В ходе достижения этой цели 37 ведущих бэконовцев были преданы казни. Палачи не записали того, что было сказано перед смертью большинством казненных; но письменным свидетельством о том, что заявил королевским судьям один из них — Антони Арнольд, мы располагаем. «Короли, — сказал он, — не имеют никаких прав, кроме тех, какие они присвоили себе завоеванием и мечом, и тот, кто силой меча может лишить их указанных прав, имеет на них такое же веское и справедливое основание, как и сам король. И если бы король отказался поступить со мной справедливо, я столь же мало раздумывал (бы, прежде чем вонзить свой меч ему в живот или в сердце, как и в борьбе с любым другим моим смертельным врагом». Антони Арнольда, «заклятого бунтовщика и изменника», подвергли особой казни. Его перевезли в непосредственное соседство с местами, где он проживал, и здесь подвесили на цепях, «дабы эта казнь послужила более назидательным примером, нежели остальные».

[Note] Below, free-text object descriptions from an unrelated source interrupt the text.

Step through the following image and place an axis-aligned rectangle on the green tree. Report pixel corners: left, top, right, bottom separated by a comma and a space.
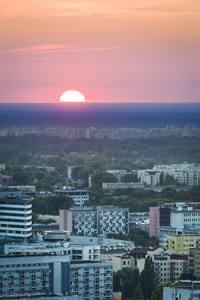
133, 283, 144, 300
122, 278, 132, 299
121, 173, 139, 183
140, 256, 155, 299
12, 171, 34, 185
113, 270, 123, 292
130, 268, 140, 297
179, 273, 196, 281
164, 174, 176, 186
35, 171, 46, 180
91, 171, 118, 188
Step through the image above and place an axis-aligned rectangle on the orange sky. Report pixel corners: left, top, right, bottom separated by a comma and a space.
0, 0, 200, 103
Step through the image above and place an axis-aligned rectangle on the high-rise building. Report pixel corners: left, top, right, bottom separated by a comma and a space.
0, 190, 32, 241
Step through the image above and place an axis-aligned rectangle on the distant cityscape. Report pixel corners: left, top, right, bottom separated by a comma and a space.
0, 124, 200, 139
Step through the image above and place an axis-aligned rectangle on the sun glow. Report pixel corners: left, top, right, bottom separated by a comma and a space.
60, 90, 85, 102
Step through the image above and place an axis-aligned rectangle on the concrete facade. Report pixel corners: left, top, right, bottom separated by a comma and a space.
70, 261, 113, 300
59, 206, 129, 236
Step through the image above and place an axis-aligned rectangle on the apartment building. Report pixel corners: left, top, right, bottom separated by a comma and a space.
165, 235, 200, 254
153, 163, 200, 186
0, 254, 70, 298
0, 190, 32, 241
70, 261, 113, 300
154, 254, 188, 285
59, 206, 129, 236
141, 170, 160, 186
189, 248, 200, 279
159, 226, 200, 248
1, 240, 113, 299
4, 242, 101, 261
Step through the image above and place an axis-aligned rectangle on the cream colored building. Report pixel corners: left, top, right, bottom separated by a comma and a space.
112, 255, 135, 273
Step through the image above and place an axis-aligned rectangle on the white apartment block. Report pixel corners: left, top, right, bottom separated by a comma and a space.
70, 262, 113, 300
102, 182, 144, 190
59, 206, 129, 236
0, 191, 32, 241
141, 170, 160, 186
54, 188, 89, 205
153, 163, 200, 186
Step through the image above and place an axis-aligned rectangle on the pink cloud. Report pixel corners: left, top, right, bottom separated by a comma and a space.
1, 44, 73, 54
1, 45, 122, 55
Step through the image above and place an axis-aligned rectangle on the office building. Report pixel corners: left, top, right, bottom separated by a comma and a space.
149, 202, 200, 238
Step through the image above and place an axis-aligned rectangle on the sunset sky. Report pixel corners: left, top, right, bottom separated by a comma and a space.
0, 0, 200, 103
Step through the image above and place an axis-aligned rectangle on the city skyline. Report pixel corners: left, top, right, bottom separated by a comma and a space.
1, 0, 200, 104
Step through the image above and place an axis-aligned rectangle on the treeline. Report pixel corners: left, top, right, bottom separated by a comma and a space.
0, 136, 200, 171
32, 195, 74, 216
87, 185, 200, 212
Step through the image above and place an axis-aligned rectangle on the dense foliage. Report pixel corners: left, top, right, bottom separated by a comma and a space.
0, 136, 200, 171
113, 257, 155, 299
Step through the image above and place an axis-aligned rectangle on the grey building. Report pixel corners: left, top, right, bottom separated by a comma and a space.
0, 254, 70, 298
70, 261, 113, 300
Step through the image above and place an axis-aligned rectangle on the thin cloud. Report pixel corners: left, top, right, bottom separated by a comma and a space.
1, 45, 122, 55
1, 44, 73, 54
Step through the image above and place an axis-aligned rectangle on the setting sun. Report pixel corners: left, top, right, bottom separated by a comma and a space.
60, 90, 85, 102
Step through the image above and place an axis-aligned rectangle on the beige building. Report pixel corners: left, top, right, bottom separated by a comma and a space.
112, 255, 135, 273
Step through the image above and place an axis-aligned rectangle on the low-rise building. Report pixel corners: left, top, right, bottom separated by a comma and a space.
54, 187, 89, 206
102, 182, 144, 190
163, 281, 200, 300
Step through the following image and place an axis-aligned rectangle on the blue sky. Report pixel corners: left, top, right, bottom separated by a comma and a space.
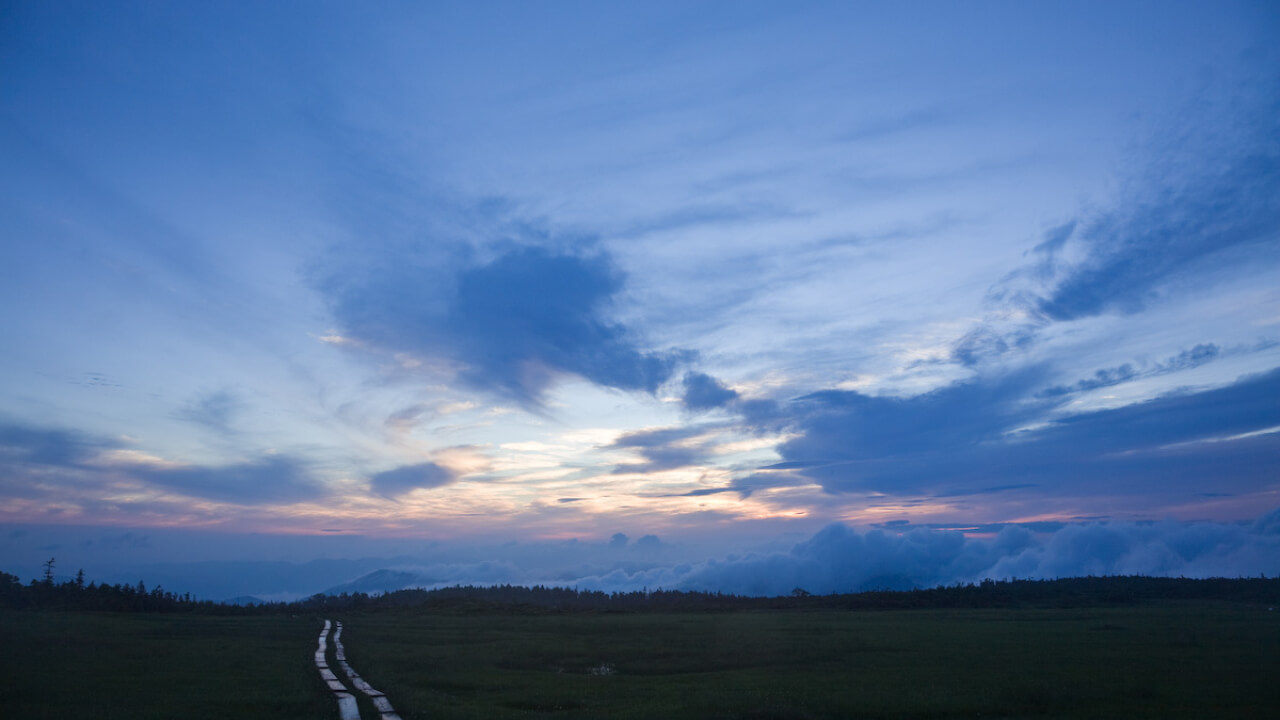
2, 1, 1278, 597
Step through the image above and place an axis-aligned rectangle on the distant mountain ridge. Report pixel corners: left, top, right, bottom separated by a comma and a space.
323, 569, 440, 596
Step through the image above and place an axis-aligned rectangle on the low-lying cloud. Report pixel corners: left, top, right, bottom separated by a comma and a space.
326, 510, 1280, 598
641, 513, 1280, 596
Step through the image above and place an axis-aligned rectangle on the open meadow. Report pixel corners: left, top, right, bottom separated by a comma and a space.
3, 600, 1277, 719
0, 610, 334, 719
335, 603, 1280, 719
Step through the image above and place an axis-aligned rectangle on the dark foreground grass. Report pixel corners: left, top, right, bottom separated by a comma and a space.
3, 602, 1276, 718
0, 610, 335, 719
336, 602, 1280, 720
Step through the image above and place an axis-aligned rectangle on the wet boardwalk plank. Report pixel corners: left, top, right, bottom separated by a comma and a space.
333, 621, 403, 720
316, 619, 362, 720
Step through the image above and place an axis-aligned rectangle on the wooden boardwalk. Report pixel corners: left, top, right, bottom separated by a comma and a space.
316, 619, 402, 720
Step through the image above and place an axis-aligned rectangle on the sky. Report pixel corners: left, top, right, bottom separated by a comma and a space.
2, 1, 1279, 599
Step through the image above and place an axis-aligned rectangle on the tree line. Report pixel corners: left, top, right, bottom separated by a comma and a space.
0, 559, 248, 614
291, 575, 1280, 614
3, 560, 1277, 615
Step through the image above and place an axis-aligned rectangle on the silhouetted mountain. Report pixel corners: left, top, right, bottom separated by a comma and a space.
324, 569, 438, 595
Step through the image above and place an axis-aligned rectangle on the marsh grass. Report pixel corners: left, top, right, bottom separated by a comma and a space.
2, 602, 1276, 718
336, 603, 1280, 719
0, 610, 335, 719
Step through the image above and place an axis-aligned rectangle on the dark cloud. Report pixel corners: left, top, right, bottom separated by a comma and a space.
328, 245, 689, 406
609, 426, 707, 474
137, 456, 324, 504
0, 422, 116, 466
369, 461, 457, 498
764, 367, 1280, 499
737, 397, 787, 432
773, 369, 1049, 494
681, 371, 739, 411
1039, 367, 1280, 450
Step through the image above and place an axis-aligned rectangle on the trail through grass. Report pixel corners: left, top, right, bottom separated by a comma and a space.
3, 602, 1277, 718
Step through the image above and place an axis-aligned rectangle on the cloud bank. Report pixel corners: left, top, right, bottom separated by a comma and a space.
731, 367, 1280, 501
308, 511, 1280, 599
559, 512, 1280, 596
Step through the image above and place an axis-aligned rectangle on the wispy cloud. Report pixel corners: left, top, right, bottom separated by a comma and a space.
1037, 343, 1221, 398
1029, 105, 1279, 322
961, 88, 1280, 367
174, 389, 244, 434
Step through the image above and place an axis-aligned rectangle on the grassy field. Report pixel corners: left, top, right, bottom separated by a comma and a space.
336, 603, 1280, 719
0, 610, 335, 719
2, 602, 1277, 718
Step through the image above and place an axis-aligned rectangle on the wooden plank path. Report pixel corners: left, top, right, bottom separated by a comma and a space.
316, 619, 360, 720
316, 619, 403, 720
334, 621, 403, 720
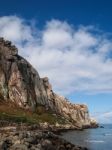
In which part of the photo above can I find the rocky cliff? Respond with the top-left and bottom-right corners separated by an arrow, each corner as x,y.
0,37 -> 96,128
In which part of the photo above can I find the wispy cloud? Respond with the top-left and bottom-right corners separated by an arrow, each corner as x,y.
92,111 -> 112,124
0,16 -> 112,95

Специальные уполномоченные, направленные королем для разбора виргинских беспорядков, вскоре поняли, что если предоставить мстительному Беркли хозяйничать в колонии по-прежнему, то Англия вскоре может лишиться Виргинии. Беркли был отозван в Англию (где он вскоре и умер), а его место занял новый губернатор. Некоторые из реформ, принятых «бэконовским законодательным собранием», были сохранены, включая те, которые распространили избирательные права на всех свободных (в том числе и на свободных негров, голосовавших в Виргинии вплоть до 1723 года), полномочия Совета были урезаны, система управления в округах подверглась некоторой демократизации, наконец, был установлен больший народный контроль в деле введения и взыскания налогов. Была провозглашена также довольно широкая амнистия.

Однако коренных перемен не было произведено; напротив, верховная власть английского парламента над колониями была вновь подтверждена, Навигационные акты остались в полной силе и, одним словом, Виргиния осталась колонией. Чтобы покончить со всем этим, требовалась не реформа, а революция3.

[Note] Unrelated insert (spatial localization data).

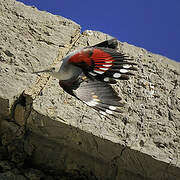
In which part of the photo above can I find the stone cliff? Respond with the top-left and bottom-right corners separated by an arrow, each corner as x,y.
0,0 -> 180,179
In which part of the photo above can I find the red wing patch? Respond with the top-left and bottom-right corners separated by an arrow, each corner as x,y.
90,48 -> 114,72
69,47 -> 137,83
68,48 -> 114,71
68,49 -> 93,67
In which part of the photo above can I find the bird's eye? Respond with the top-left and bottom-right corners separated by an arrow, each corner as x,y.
52,67 -> 55,71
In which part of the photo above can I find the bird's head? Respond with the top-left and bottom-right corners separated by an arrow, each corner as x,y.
33,63 -> 61,78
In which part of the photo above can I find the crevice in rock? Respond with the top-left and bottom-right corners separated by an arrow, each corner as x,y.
1,0 -> 180,179
2,29 -> 83,177
37,38 -> 56,46
10,93 -> 27,121
23,28 -> 81,105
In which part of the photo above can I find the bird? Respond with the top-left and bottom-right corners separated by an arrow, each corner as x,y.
33,38 -> 137,117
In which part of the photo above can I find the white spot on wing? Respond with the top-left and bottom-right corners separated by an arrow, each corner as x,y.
109,106 -> 117,110
123,64 -> 131,69
85,100 -> 99,107
104,77 -> 110,82
103,64 -> 112,67
106,109 -> 113,114
99,111 -> 107,116
120,69 -> 129,73
93,98 -> 100,102
89,72 -> 97,76
99,67 -> 109,71
94,70 -> 104,74
113,73 -> 121,78
105,61 -> 113,63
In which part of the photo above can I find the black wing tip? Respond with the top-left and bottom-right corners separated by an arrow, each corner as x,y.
107,38 -> 118,49
93,38 -> 118,49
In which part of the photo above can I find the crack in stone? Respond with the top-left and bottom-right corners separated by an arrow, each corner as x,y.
24,29 -> 81,102
11,31 -> 82,135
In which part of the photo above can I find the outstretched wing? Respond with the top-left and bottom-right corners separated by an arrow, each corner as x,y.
59,74 -> 124,117
68,39 -> 137,84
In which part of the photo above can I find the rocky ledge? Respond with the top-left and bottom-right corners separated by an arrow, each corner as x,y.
0,0 -> 180,179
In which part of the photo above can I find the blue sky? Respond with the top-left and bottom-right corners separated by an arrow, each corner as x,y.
17,0 -> 180,62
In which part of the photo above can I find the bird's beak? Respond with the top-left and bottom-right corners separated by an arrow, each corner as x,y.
32,69 -> 51,74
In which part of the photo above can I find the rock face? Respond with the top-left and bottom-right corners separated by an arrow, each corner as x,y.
0,0 -> 180,179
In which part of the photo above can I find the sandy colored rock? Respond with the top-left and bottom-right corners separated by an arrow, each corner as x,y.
24,31 -> 180,180
0,0 -> 81,117
0,0 -> 180,180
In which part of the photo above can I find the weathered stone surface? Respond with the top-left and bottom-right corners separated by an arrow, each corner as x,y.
24,31 -> 180,180
0,0 -> 180,180
0,0 -> 80,117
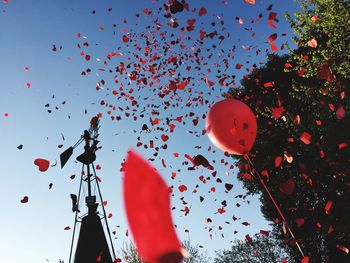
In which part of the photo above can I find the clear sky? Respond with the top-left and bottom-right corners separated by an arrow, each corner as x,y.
0,0 -> 300,262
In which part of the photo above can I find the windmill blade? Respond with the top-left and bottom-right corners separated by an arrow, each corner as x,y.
60,146 -> 73,168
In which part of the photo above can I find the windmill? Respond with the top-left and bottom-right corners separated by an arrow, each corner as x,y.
60,116 -> 116,263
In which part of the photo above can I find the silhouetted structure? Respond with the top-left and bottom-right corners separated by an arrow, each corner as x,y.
61,117 -> 115,263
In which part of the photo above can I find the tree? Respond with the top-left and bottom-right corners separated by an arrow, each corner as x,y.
227,0 -> 350,260
181,240 -> 210,263
214,233 -> 290,263
120,240 -> 210,263
120,242 -> 143,263
286,0 -> 350,82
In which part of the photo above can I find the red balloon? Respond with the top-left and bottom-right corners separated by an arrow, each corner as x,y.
206,99 -> 257,155
123,150 -> 184,263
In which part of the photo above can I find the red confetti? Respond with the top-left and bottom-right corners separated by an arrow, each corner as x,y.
244,0 -> 255,5
328,103 -> 335,111
177,81 -> 189,90
339,142 -> 348,149
274,156 -> 283,168
198,7 -> 207,17
123,150 -> 184,263
178,185 -> 187,192
324,200 -> 333,214
336,106 -> 346,119
235,64 -> 243,69
184,154 -> 196,166
284,63 -> 292,69
218,208 -> 226,214
122,35 -> 130,43
161,134 -> 169,142
64,226 -> 71,230
307,39 -> 317,48
328,225 -> 334,234
272,106 -> 285,120
336,244 -> 349,254
268,33 -> 279,52
261,170 -> 269,178
279,179 -> 295,196
295,218 -> 305,227
245,234 -> 253,245
263,82 -> 274,88
34,158 -> 50,172
268,12 -> 278,29
259,230 -> 270,236
311,15 -> 320,22
300,132 -> 312,145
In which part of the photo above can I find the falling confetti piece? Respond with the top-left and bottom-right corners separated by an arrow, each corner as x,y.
122,35 -> 130,43
284,152 -> 293,163
336,244 -> 349,254
295,218 -> 305,228
274,156 -> 283,168
324,200 -> 333,214
244,0 -> 255,5
311,15 -> 319,23
198,7 -> 207,17
259,230 -> 269,236
279,179 -> 295,196
336,106 -> 346,119
224,183 -> 233,192
178,185 -> 188,192
300,132 -> 311,145
307,38 -> 317,48
245,234 -> 253,245
272,106 -> 285,120
20,196 -> 28,203
338,142 -> 348,149
268,12 -> 278,29
268,33 -> 279,52
34,158 -> 50,172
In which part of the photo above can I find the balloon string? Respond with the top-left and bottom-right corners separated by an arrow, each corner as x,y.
244,154 -> 305,258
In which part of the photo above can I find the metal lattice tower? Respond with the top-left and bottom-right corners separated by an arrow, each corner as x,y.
60,116 -> 116,263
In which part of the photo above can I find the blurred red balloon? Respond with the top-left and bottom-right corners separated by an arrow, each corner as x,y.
123,150 -> 184,263
206,99 -> 257,155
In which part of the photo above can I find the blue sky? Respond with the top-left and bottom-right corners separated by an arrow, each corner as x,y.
0,0 -> 300,262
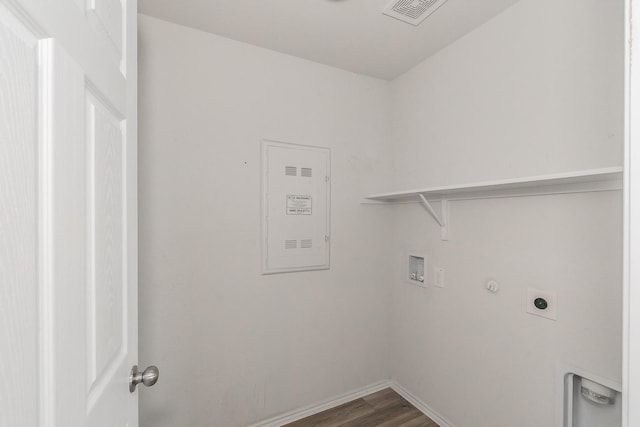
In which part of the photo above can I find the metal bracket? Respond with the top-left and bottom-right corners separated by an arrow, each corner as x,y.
418,194 -> 449,241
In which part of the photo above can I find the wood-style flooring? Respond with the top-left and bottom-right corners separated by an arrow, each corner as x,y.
283,388 -> 439,427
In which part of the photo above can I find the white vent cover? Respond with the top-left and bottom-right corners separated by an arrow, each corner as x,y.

III. Волнения в Мэриленде и Северной Каролине

Источником надежд Бэкона на установление единства с Мэрилендом и Олбемарлем (Северная Каролина) было то, что эти две соседние колонии не меньше Виргинии страдали и от Навигационных актов, и от «налогового закона» 1673 года, и от падения цен на табак, и от лишения политических и юридических прав. И действительно, в обеих этих колониях вспыхивали восстания — меньшего масштаба по сравнению с восстанием Бэкона; правда, здесь они направлялись не против королевского губернатора, а против собственников.

В сентябре 1676 года в округе Калверт (Мэриленд) собралось человек шестьдесят во главе с Уильямом Дэвисом и Джоном Пейтом; они возвестили о своем несогласии с существовавшими порядками в области налогообложения и избирательного права и отказались приносить присягу на верность, которой незадолго перед тем потребовал собственник (католик). Их собрание было разогнано силой, цели, ими выдвинутые, объявлены изменническими, а Дэвис и Пейт повешены.

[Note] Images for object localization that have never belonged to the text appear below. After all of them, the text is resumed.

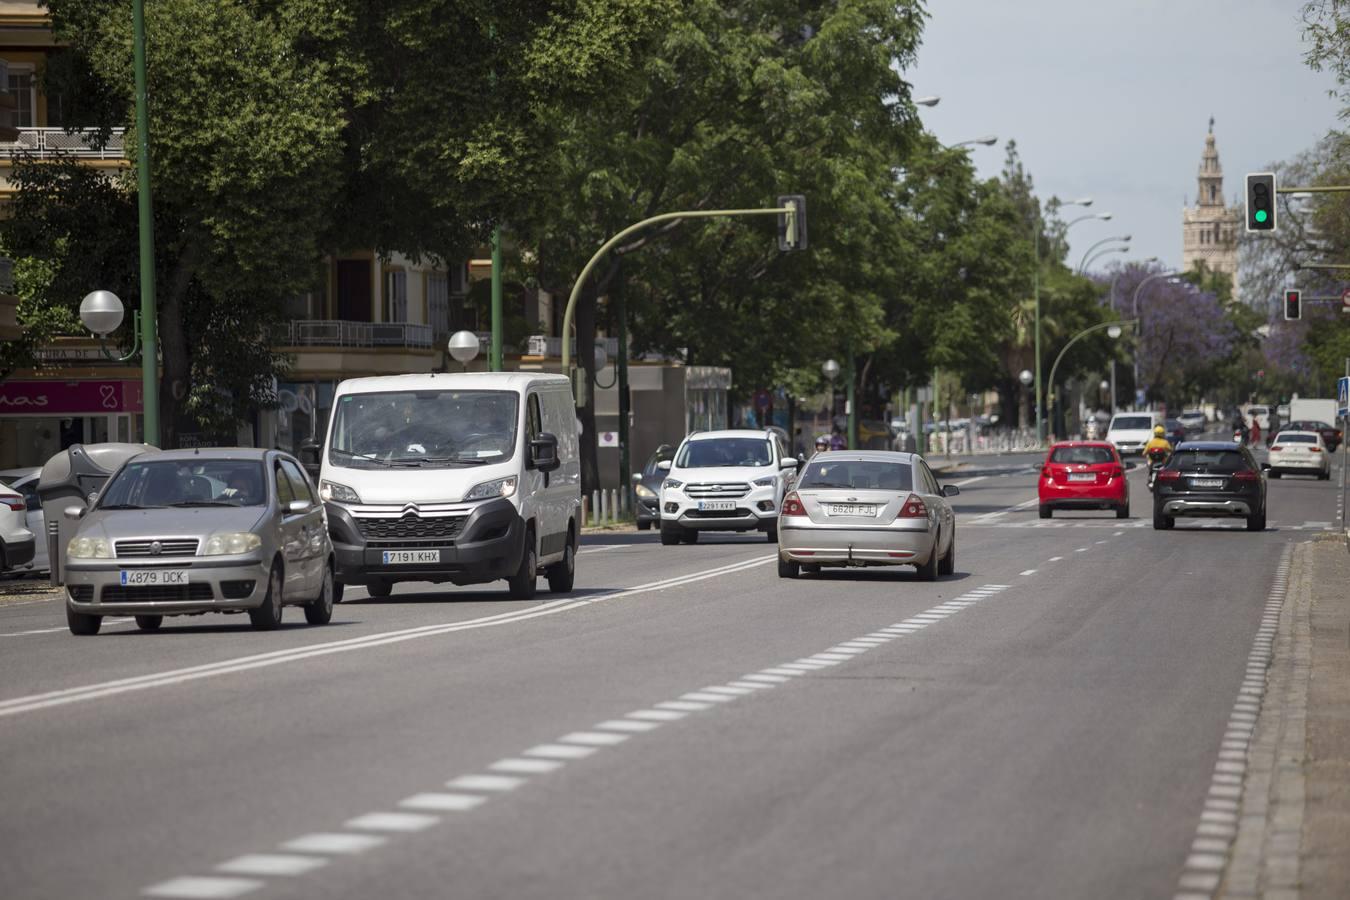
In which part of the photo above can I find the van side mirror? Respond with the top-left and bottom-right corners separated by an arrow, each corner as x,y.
530,432 -> 561,473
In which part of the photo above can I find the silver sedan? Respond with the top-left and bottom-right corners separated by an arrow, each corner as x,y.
776,451 -> 959,580
63,448 -> 333,634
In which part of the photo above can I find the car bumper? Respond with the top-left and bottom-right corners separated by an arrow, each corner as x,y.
661,495 -> 778,531
1113,442 -> 1147,456
1038,482 -> 1127,508
64,556 -> 271,616
2,534 -> 36,568
326,498 -> 524,586
1269,458 -> 1328,472
1159,497 -> 1255,517
778,522 -> 935,566
635,496 -> 660,525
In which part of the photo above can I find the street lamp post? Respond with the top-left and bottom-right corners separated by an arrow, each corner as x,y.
947,135 -> 998,149
1076,235 -> 1131,274
132,0 -> 159,445
1129,270 -> 1181,409
1046,322 -> 1131,438
447,330 -> 481,371
1080,244 -> 1130,274
1035,197 -> 1093,446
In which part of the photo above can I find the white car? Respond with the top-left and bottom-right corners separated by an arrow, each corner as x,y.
1106,413 -> 1162,457
1266,431 -> 1331,480
1177,410 -> 1207,434
0,467 -> 48,574
1246,405 -> 1271,431
659,429 -> 797,544
0,481 -> 35,575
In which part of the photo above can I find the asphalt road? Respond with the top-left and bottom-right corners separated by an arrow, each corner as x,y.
0,448 -> 1339,900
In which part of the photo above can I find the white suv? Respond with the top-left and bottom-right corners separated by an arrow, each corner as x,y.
658,429 -> 798,545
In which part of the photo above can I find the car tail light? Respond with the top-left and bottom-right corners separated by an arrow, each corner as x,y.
1310,447 -> 1323,453
1107,465 -> 1123,478
1270,445 -> 1284,452
1234,470 -> 1260,482
1,495 -> 21,512
781,491 -> 806,516
897,493 -> 928,519
1041,466 -> 1052,479
1156,469 -> 1181,483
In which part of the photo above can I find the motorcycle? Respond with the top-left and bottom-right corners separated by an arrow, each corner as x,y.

Движение протеста выдвинуло новых вождей, из которых в первую очередь надо назвать все того же Джошию Фендола и Джона Куда, и власти Мэриленда сочли за благо пообещать провести реформы избирательного права и налогообложения. Эти обещания не были выполнены, что в 1681 году привело к еще одному небольшому восстанию, которое было подавлено; однако более крупному восстанию, вспыхнувшему в 1689 году снова под руководством Куда, суждено было достичь большего успеха.

В 1676 году в Олбемарле вспыхнуло еще одно восстание под руководством Джорджа Дюрана и Джона Калпепера; оно направлялось против попыток доверенного лица собственника — Томаса Миллера заставить колонистов платить фиксированную ренту и ряд налогов на табак. Здесь оппозиция оказалась достаточно могущественной, чтобы добиться освобождения из тюрьмы брошенного в нее Дюрана и отзыва ненавистного Миллера, но ни в Мэриленде, ни в Олбемарле (точно так же, как и в Виргинии) добиться действительно существенных изменений в колониальном аппарате так и не удалось.

IV. Лейслер и Куд

Недовольство колоний, причем уже не отдельных, а всех, прорвало плотину, образованную королевскими репрессиями, когда в Англии произошла «Славная революция». Событие это оказало огромное влияние на весь колониальный мир и вызвало ряд революционных попыток, в которых приняли совместное участие различные классы колониального общества, в первую очередь в Новой Англии, Нью-Йорке, Мэриленде и Северной Каролине.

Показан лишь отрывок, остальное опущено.